Doutrinariamente, foram então identificadas duas teorias acerca do instituto: uma "teoria maior" que propugna a desconsideração mediante a presença de dois requisitos: (a) abuso de personalidade jurídica e (b) prejuízo ao credor, adotada pelo artigo 50, do Código Civil; e uma "teoria menor", que defende a desconsideração com base unicamente na existência do prejuízo ao credor, adotada pelo artigo 28 do CDC. 

No âmbito das relações de trabalho, não resta dúvida que a desconsideração da personalidade jurídica foi amplamente adotada na concepção da "teoria menor", acima enunciada, tendo em vista a influencia do princípio protetor e da ubiquidade nas relações trabalhistas. 

Por outro lado, remanesce a questão sobre se o sócio de empresa demandada na Justiça do Trabalho, ao dispor de seu patrimônio no momento em que nem se dera ainda a desconsideração da personalidade jurídica de sua empresa, estaria cometendo ato atentatório à dignidade da Justiça, dentre os quais, se inclui a fraude à execução (artigo 600, CPC).

A elucidação da questão depende do conceito de fraude à execução, o que é dado pelo artigo 593, CPC: "Considera-se em fraude de execução a alienação ou oneração de bens: I - quando sobre eles pender ação fundada em direito real; II - quando ao tempo da alienação ou oneração corrida contra o devedor demanda capaz de reduzi-lo à insolvência; III - nos demais casos expressos em lei.

Aqui se mostra relevante examinar que o marco cronológico para a presunção de fraude fixada pelo legislador se dá quando houver demanda capaz de reduzi-lo à insolvência

Sendo assim, e considerando que no processo do trabalho a distribuição da ação tem o efeito de citação, o simples ajuizamento da ação já se mostra suficiente para a caracterização de presunção de fraude.

E embora a demanda se tenha voltado para a pessoa jurídica, o sócio já dispunha de condições fáticas e jurídicas para saber que, num dado momento, diante da frustração da satisfação do credor, poderia vir a sofrer a desconsideração com afetação do seu patrimônio.
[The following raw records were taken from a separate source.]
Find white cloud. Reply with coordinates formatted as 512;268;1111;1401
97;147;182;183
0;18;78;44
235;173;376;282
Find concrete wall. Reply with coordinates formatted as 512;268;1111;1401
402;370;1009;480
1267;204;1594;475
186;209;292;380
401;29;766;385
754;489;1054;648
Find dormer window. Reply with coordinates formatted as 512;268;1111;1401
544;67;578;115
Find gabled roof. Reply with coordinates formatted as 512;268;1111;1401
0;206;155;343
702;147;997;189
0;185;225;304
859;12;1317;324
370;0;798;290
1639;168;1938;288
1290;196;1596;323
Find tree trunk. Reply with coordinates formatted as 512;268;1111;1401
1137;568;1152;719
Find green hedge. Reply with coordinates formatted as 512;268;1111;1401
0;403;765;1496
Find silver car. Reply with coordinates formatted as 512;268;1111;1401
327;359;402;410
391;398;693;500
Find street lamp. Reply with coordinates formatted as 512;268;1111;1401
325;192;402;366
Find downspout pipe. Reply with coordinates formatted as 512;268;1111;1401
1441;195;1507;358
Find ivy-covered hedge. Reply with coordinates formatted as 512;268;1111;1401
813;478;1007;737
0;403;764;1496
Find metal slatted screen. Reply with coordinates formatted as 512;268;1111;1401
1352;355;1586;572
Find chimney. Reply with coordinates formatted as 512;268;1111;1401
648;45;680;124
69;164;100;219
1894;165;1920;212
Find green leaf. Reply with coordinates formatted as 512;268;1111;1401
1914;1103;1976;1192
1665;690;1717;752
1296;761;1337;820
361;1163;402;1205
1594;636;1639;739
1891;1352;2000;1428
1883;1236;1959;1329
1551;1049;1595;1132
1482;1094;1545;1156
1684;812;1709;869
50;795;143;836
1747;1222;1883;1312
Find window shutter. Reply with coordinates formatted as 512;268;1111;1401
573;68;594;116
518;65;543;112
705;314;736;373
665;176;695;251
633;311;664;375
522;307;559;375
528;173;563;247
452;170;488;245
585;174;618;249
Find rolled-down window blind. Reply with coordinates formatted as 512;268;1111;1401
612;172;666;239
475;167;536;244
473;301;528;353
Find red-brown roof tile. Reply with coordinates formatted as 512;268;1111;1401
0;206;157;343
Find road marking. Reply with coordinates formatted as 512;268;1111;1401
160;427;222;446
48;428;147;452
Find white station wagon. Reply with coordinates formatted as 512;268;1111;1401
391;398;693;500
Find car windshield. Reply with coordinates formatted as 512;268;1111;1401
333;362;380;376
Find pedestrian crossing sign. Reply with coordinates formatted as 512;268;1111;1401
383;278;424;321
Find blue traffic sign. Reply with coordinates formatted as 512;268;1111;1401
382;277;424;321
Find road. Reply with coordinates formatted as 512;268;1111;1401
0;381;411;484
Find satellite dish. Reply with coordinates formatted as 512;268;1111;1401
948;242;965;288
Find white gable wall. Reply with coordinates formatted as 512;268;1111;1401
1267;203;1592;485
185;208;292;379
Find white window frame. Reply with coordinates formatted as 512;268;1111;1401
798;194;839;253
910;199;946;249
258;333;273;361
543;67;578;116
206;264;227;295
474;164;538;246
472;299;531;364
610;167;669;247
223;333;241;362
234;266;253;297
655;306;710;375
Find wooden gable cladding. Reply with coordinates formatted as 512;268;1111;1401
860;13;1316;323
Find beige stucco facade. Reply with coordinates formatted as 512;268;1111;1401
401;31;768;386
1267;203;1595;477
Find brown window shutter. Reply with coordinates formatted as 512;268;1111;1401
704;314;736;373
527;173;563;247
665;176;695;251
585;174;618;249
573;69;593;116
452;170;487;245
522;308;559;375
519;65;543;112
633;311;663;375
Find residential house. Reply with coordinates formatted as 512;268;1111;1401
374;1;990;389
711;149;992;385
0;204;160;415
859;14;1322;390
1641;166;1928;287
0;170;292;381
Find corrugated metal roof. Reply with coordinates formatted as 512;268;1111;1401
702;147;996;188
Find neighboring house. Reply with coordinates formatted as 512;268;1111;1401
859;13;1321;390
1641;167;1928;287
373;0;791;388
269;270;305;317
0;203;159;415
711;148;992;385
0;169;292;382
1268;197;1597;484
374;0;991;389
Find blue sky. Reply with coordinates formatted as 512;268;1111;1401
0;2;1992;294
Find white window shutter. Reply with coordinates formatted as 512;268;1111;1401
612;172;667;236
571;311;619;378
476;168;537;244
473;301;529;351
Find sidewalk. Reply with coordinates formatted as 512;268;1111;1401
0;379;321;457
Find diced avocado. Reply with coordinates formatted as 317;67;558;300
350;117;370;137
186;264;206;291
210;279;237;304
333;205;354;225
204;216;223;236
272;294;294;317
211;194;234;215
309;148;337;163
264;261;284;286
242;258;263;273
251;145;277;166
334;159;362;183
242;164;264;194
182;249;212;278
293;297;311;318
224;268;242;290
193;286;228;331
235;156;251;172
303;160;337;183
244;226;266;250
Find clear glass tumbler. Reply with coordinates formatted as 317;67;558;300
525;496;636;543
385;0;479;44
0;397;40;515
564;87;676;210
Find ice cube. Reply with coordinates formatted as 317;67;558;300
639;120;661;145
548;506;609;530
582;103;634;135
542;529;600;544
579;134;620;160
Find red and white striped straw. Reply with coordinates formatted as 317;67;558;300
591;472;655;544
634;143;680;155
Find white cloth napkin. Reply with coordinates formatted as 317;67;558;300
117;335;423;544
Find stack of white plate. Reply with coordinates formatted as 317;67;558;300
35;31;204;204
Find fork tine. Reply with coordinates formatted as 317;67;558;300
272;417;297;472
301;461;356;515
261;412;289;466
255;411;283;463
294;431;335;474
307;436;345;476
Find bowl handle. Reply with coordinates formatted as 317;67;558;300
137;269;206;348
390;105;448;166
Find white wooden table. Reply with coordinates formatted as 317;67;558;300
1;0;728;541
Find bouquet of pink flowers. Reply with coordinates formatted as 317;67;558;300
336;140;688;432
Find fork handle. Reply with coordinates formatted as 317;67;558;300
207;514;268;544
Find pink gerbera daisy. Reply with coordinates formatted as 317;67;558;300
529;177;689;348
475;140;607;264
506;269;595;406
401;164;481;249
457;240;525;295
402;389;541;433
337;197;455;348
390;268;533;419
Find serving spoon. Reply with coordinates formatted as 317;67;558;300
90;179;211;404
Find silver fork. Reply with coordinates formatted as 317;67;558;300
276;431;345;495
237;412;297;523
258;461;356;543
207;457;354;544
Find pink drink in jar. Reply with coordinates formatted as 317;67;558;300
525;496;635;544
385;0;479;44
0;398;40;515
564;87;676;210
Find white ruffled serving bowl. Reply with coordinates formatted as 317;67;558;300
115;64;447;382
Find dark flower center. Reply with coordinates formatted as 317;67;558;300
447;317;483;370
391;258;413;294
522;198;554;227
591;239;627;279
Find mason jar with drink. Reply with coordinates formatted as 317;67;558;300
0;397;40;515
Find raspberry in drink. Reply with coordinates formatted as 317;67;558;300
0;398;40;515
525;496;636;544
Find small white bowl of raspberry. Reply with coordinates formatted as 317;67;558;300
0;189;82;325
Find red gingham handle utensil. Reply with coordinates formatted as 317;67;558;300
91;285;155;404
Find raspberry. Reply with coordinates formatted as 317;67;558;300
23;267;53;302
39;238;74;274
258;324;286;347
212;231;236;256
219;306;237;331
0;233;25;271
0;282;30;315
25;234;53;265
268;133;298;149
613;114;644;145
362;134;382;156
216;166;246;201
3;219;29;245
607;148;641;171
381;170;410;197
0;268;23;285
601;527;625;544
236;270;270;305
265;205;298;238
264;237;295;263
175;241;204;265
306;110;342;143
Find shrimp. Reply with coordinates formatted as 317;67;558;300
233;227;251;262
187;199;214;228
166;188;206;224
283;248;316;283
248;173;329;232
Portanto, mesmo que venha o sócio a integrar a lide posteriormente ao ajuizamento da ação, talvez somente em fase de execução, o desfazimento de patrimônio pessoal que o reduza à insolvência, em prejuízo de credor da empresa reclamada, constitui ato atentatório à dignidade da justiça, sujeito portanto à declaração de ineficácia judicial.